Ideally, the films should be viewed in this order: First, "The Corporation," a 145 minute film by Mark Achbar, Jennifer Abbott, and Joel Bakan that premiered at Sundance in January 2004 and has racked up 26 international awards. A two-disc DVD now includes an additional eight hours of deleted scenes, Q and A's, and clips sorted by person's name or topic.

Next, Michael Moore's "Capitalism: A Love Story" which will be released to mass audiences in the U.S. on October 2 after September premieres in Venice and Toronto.  (I researched Moore's film from released clips, web archived interviews and an extensive amount of European press.)

And, third, the uproarious corporate prankster movie which will begin its U.S. theatre release on October 7, "The Yes Men Fix the World." This film presents a hilarious and ingenious how-to program on inflicting public shame on corporations within the confines of their own corporate confabs.

"The Corporation" begins by tracing the birth of the corporation and its rise to "personhood" status.  Prior to the Civil War, corporations were restrained by having their charters issued by states for specific purposes and terms.  If corporations engaged in illegal acts, their charters could be revoked.  But following the passage of the 14th Amendment, which provided that no state could "deprive any person of life, liberty, or property, without due process of law" the corporations aggressively sought to gain personhood status for themselves.  The film notes that while 600,000 people died in the Civil War to give rights to people, from 1890 to 1910 the U.S. Supreme Court heard 307 cases under the 14th Amendment: 288 came from corporations; 19 by African Americans.  (The pivotal case the corporations use to cite their legal personhood is the 1886 Santa Clara County v. Southern Pacific.)

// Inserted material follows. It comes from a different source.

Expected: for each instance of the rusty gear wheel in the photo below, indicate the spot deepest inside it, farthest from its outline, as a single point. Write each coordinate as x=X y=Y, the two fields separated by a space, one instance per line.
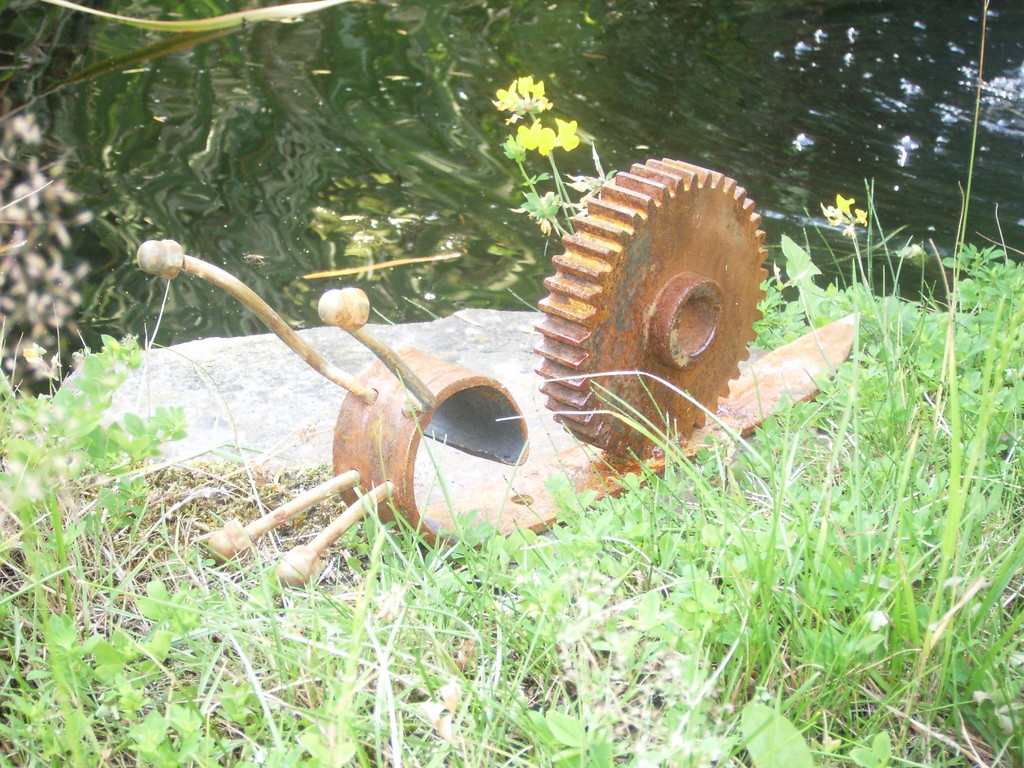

The Yes Men have honed in on this same corporate personhood problem.  On November 12, 2008 the Yes Men (known as Andy Bichlbaum and Mike Bonanno) participated in a hoax that saw 1.2 million copies of an extremely high quality, but fake, New York Times being distributed in New York City and other major metropolitan areas.  The newsprint edition was backed up by an equally high quality web site.  Above the fold headlines declared "Iraq War Ends" and "Nation Sets Its Sights on Building Sane Economy."  A spoof article outlines how John McCain is heading up a program to help corporations finish their quest to become fully human persons by achieving that one distinguishing characteristic: a conscience.  "You'd have to be very cynical to think that corporations, when they won protection as 'persons' under the 'Freed Slave' Amendment, were thinking only of their own wealth It's clear that corporations just admire humans and what we have. We should be good hosts and help them however we can. Right now, that means making them responsible and responsive."